Yo maté gente, mucha. La verdad, perdí la cuenta de cuántos fueron. Y los cadáveres los tirábamos por allí. Ahora hasta me da vergüenza decir lo que hacíamos. Había un loco entre nosotros que tenía relaciones sexuales con las mujeres muertas, con las jovencitas, claro, con los cadáveres todavía calientes, mutilados por las torturas y las violaciones. Necrofilia creo que le llaman a eso, ¿verdad? Bueno…, ya ven: los seres humanos damos para todo. En África, aquel negro dictador no recuerdo de qué país, un tal Idi Amín Dadá, se comía algunos órganos de sus rivales muertos. ¿Qué me cuentan? Así somos los seres humanos. ¡Pero tiene que haber límites!

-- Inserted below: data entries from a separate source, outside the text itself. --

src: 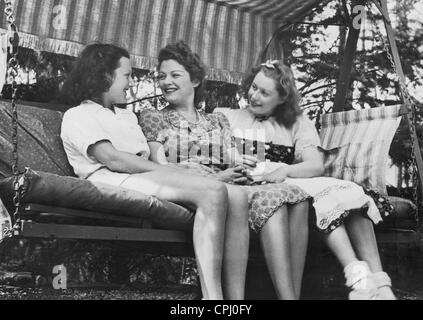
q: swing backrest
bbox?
[320,106,401,195]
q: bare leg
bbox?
[260,207,296,300]
[346,215,395,300]
[288,201,308,299]
[122,172,228,300]
[345,215,382,272]
[324,225,358,268]
[223,185,250,300]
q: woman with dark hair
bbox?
[61,44,248,300]
[222,61,395,300]
[140,42,308,299]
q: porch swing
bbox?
[261,0,423,245]
[0,0,423,250]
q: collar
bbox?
[163,106,214,131]
[247,109,273,122]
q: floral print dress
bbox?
[139,107,309,232]
[219,109,393,234]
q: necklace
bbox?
[176,109,201,126]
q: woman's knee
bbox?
[199,180,228,204]
[227,185,248,224]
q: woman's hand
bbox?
[263,166,289,183]
[214,165,248,185]
[235,154,259,169]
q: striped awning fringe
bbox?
[0,0,327,83]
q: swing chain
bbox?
[367,3,420,227]
[4,0,24,235]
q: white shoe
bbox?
[344,261,378,300]
[371,271,397,300]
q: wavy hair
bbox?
[60,44,130,105]
[243,60,302,128]
[158,41,206,108]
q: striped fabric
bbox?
[0,0,327,83]
[320,106,401,195]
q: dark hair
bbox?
[158,41,206,108]
[60,44,130,105]
[243,60,302,128]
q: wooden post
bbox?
[333,0,365,112]
[373,0,423,201]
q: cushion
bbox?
[0,101,74,178]
[388,196,417,219]
[0,170,194,230]
[320,106,401,195]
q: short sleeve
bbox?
[139,109,167,144]
[61,112,112,158]
[214,112,236,148]
[293,115,320,160]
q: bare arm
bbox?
[88,141,174,174]
[148,142,169,164]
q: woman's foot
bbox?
[371,271,397,300]
[344,261,378,300]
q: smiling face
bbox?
[158,60,199,107]
[248,71,285,117]
[103,57,133,108]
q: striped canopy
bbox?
[0,0,327,83]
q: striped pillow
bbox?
[320,106,401,195]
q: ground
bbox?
[0,245,423,300]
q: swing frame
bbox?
[0,0,423,292]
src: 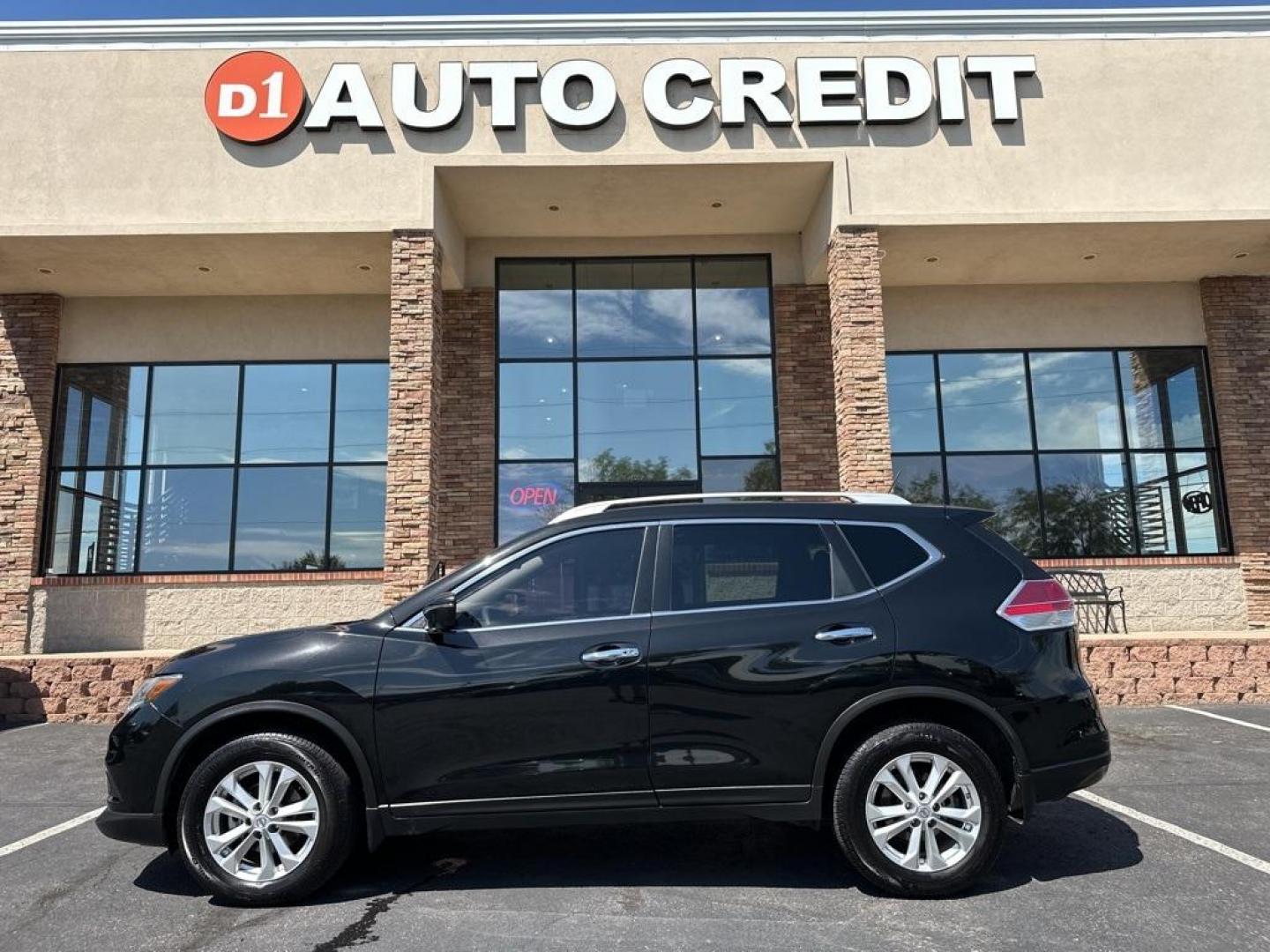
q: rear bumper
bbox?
[96,807,168,846]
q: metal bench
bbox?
[1050,569,1129,632]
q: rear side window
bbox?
[838,523,930,588]
[670,523,833,611]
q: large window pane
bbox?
[242,363,330,464]
[696,257,773,354]
[329,465,386,569]
[886,354,940,453]
[1120,348,1213,450]
[60,364,148,465]
[234,465,326,571]
[940,353,1031,451]
[578,361,698,482]
[698,358,776,456]
[1027,350,1123,450]
[497,464,572,545]
[497,363,572,459]
[497,262,572,357]
[138,467,234,572]
[577,257,692,357]
[701,457,781,493]
[459,528,644,628]
[1040,453,1134,556]
[890,456,944,505]
[670,523,832,611]
[148,364,239,465]
[947,455,1042,552]
[49,470,139,575]
[335,363,389,464]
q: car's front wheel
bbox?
[833,722,1005,896]
[178,733,355,905]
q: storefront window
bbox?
[46,363,387,575]
[886,348,1229,557]
[497,255,780,542]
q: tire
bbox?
[176,733,357,906]
[832,722,1005,897]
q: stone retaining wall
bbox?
[0,634,1270,726]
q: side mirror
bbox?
[423,591,459,635]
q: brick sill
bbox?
[1035,554,1239,569]
[31,569,384,589]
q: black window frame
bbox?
[37,358,389,579]
[886,344,1233,560]
[491,253,781,545]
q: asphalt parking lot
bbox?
[0,706,1270,952]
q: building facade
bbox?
[0,9,1270,652]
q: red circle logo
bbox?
[203,49,305,145]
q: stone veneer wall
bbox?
[31,572,384,652]
[384,230,444,604]
[437,288,497,571]
[0,294,63,651]
[828,225,893,493]
[773,285,838,490]
[1199,277,1270,628]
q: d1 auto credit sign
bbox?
[203,51,305,145]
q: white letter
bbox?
[539,60,617,130]
[216,83,255,118]
[305,63,384,132]
[935,56,965,123]
[392,63,464,130]
[467,63,539,130]
[644,60,713,130]
[795,56,863,126]
[965,56,1036,122]
[719,60,794,126]
[865,56,935,122]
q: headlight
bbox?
[121,674,180,716]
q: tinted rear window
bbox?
[840,523,929,586]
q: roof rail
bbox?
[551,490,909,524]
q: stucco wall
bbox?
[883,282,1204,350]
[57,294,389,363]
[31,580,384,654]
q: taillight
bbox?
[997,579,1076,631]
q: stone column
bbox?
[1200,277,1270,628]
[773,285,838,490]
[828,226,892,493]
[384,230,444,604]
[0,294,63,654]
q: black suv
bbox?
[98,494,1110,904]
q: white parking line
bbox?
[1072,790,1270,876]
[1164,704,1270,733]
[0,806,106,859]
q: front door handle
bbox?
[582,645,641,667]
[815,624,878,645]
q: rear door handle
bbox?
[582,643,641,667]
[815,624,878,645]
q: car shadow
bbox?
[135,799,1142,904]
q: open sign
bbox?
[507,482,560,508]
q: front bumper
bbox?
[96,806,168,846]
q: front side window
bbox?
[44,361,387,575]
[497,255,780,542]
[457,528,644,628]
[670,523,833,611]
[886,348,1229,557]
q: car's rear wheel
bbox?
[833,724,1005,896]
[178,733,355,905]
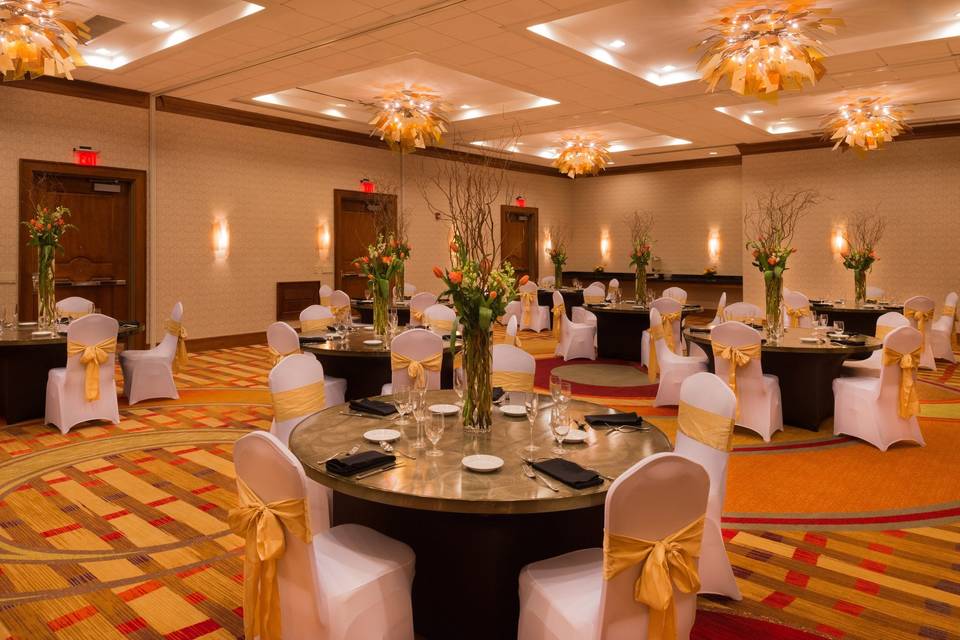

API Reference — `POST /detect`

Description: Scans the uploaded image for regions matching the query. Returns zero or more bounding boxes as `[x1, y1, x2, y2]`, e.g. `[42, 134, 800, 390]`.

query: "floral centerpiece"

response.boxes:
[840, 212, 887, 306]
[744, 188, 820, 344]
[23, 205, 75, 329]
[627, 211, 653, 304]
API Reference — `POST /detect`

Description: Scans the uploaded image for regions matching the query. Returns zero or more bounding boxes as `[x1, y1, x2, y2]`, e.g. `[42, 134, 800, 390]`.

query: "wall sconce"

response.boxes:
[213, 219, 230, 260]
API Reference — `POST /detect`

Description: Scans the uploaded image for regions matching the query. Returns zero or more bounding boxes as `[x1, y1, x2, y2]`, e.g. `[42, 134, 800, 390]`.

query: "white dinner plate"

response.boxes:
[461, 453, 503, 473]
[363, 429, 400, 442]
[500, 404, 527, 418]
[427, 404, 460, 416]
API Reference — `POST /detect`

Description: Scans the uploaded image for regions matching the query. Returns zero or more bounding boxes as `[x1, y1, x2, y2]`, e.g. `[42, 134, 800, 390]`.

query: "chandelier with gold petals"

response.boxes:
[697, 0, 843, 97]
[823, 98, 910, 151]
[553, 135, 610, 178]
[369, 85, 449, 153]
[0, 0, 90, 80]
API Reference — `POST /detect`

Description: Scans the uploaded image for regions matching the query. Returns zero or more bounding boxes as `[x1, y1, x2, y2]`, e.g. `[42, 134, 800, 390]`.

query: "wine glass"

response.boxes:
[523, 391, 540, 453]
[426, 413, 445, 457]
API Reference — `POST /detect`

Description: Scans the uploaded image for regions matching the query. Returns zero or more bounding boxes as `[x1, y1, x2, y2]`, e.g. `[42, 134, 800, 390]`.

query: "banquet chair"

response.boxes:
[517, 453, 710, 640]
[553, 291, 597, 361]
[841, 311, 910, 378]
[57, 296, 95, 320]
[229, 431, 416, 640]
[927, 292, 957, 362]
[783, 291, 813, 329]
[120, 302, 187, 404]
[383, 329, 443, 395]
[43, 313, 120, 435]
[673, 373, 742, 600]
[647, 308, 707, 407]
[833, 327, 924, 451]
[710, 321, 783, 442]
[410, 291, 437, 327]
[903, 296, 937, 370]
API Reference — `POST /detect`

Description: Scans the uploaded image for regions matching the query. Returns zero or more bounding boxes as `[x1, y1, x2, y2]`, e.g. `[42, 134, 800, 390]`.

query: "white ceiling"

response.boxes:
[71, 0, 960, 165]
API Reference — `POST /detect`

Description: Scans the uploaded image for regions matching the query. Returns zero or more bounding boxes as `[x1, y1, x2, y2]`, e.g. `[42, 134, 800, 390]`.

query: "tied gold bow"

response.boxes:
[164, 318, 190, 372]
[67, 337, 117, 402]
[227, 478, 313, 640]
[712, 342, 761, 417]
[390, 351, 443, 389]
[883, 347, 923, 418]
[603, 516, 704, 640]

Yo eso lo entendí de grande. Por eso me agarró la culpa. Si mis hijos me ven como un hijo de puta porque les arruiné su vida en buena medida, tienen razón. Si ahora me dejaron abandonado aquí, tienen razón. No pido clemencia, ni perdón, ni me voy a golpear el pecho. Simplemente, como buen soldado que soy, acostumbrado a recibir golpes, diría que si me lo merezco, es correcto. Me lo merezco, y punto.

¿Saben la sorpresa que les tengo preparada a los cuatro? Para mi próximo cumpleaños, que viene dentro de poco, los estoy invitando a que lleguen, para festejarlo junto a ellos. Mi esposa ya falleció, lo cual me ahorra un problema. No me pregunten cómo hice para conseguirlo, pero lo cierto es que tengo un revólver 38 con parque. Espero que lleguen los cuatro ese día. Entonces, como acto de despedida, delante de ellos me voy a pegar un tiro en la sien. ¡Castigo es castigo!